At the time, stakeholders raised concerns that this was against the Data Protection Act and the Bill was trying to take away the constitutional rights to privacy through the back door.

It was one of the problematic clauses that was fought during the anti-Finance Bill protests last year, which was eventually dropped when President Ruto declined to assent to it and instead withdrew the Bill. The clause has made a comeback in this year’s Finance Bill.

Tax assessments

“We hope that even the attempt that we see in financial 2025 will actually be considered and be removed. It’s a thorny issue,” said Kanyi noting there are already provisions in law that allow KRA to access data it needs to make tax assessments on individuals and Kenyans

“I think it’s high time that the government stops pursuing this particular attempt. There are good provisions within our Tax Procedures Act, which allow the Kenya Revenue Authority to collect information from you anyway, without having to infringe on personal data and trade secrets.”

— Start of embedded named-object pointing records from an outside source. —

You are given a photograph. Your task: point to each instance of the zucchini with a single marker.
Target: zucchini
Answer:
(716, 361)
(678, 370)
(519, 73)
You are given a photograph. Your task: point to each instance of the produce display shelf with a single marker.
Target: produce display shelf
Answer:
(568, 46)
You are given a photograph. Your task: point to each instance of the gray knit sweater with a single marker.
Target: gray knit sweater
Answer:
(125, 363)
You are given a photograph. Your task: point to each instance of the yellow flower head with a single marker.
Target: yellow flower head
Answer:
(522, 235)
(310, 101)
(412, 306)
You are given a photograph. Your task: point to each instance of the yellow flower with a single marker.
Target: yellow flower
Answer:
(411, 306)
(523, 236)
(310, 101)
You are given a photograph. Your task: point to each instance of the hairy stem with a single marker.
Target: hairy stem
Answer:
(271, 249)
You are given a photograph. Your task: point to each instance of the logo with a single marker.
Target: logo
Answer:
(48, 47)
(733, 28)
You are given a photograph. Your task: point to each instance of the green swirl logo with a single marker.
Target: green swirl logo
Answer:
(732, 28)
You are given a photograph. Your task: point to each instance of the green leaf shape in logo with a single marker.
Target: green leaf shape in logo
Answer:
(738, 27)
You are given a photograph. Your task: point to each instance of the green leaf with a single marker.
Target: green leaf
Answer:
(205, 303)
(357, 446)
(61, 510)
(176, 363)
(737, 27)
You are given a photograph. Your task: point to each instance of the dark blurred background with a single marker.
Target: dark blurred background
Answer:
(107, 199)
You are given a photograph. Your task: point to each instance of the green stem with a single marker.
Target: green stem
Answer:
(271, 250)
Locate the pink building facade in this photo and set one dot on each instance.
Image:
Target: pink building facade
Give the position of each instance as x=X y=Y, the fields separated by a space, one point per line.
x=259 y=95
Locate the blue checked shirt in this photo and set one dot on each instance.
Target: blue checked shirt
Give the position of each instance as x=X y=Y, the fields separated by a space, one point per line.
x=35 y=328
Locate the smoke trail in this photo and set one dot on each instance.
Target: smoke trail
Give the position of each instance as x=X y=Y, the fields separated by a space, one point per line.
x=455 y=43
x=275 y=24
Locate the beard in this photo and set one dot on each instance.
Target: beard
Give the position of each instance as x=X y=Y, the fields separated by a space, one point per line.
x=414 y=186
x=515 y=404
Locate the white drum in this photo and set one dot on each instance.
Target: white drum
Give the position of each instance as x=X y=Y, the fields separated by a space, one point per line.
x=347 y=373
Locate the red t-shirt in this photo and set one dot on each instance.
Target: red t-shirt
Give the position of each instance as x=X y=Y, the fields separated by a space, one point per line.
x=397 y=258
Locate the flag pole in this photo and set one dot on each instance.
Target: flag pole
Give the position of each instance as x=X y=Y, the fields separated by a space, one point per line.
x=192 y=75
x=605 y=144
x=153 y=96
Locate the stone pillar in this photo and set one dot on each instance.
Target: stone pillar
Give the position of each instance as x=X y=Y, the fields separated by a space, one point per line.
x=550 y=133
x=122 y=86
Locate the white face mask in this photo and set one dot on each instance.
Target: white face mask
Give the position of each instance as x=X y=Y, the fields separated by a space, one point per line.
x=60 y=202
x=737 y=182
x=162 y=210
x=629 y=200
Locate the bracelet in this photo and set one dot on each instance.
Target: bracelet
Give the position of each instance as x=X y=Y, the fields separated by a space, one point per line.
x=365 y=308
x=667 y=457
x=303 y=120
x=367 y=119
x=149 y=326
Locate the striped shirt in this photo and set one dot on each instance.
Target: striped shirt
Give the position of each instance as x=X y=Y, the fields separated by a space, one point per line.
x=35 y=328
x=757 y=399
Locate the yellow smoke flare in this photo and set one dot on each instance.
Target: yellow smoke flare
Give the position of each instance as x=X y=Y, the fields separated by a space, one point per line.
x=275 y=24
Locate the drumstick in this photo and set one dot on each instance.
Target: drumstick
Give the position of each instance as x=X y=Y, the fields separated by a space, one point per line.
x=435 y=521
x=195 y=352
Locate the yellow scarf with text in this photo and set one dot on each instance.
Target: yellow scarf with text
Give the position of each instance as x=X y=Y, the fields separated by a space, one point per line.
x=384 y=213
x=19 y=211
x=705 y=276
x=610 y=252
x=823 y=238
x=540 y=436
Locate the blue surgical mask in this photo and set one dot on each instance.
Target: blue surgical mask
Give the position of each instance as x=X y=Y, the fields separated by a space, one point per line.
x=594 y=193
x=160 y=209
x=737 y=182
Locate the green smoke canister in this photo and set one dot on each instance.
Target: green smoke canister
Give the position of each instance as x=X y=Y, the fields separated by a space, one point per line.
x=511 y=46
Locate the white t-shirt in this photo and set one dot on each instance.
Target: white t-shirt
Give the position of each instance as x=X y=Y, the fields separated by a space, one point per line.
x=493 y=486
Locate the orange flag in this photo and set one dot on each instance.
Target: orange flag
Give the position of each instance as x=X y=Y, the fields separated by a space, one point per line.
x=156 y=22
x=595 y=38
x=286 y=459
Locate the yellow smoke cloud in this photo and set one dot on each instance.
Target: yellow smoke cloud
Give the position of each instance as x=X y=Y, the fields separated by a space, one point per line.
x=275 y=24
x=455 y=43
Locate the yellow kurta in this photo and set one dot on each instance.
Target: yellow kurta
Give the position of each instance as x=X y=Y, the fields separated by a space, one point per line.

KRA can, within the law, ask individuals and businesses for their financial statements, invoices, bank statements and contracts with employees and suppliers for tax assessment purposes.

“KRA can actually request this information and use it in the right way to assess whether you need to pay tax or not,” he said.

The government has in recent years been making incremental moves aimed at higher levels of access to private data from individuals and businesses.

In the Finance Act, 2023, the government introduced the Electronic Tax Invoice Management System (Etims), which validates and transmits invoices to KRA in real time, a process that requires businesses to integrate their systems with KRA systems. This would enable the taxman to see what happens within businesses in real time.

Analysts note that while there is data companies may be willing to share with KRA, there are trade secrets that give firms a competitive advantage, and in the wrong hands, it might ruin many firms.

“If I’m doing business and using a certain formula to manufacture a product, that formula is patented for some reason. It’s protected by our intellectual property rights. If another person has access to this formula and that information gets leaked out to competitors, it could mean that another firm might be able to produce a product similar to mine or of the same quality to mine, yet I’ve invested in research and development.”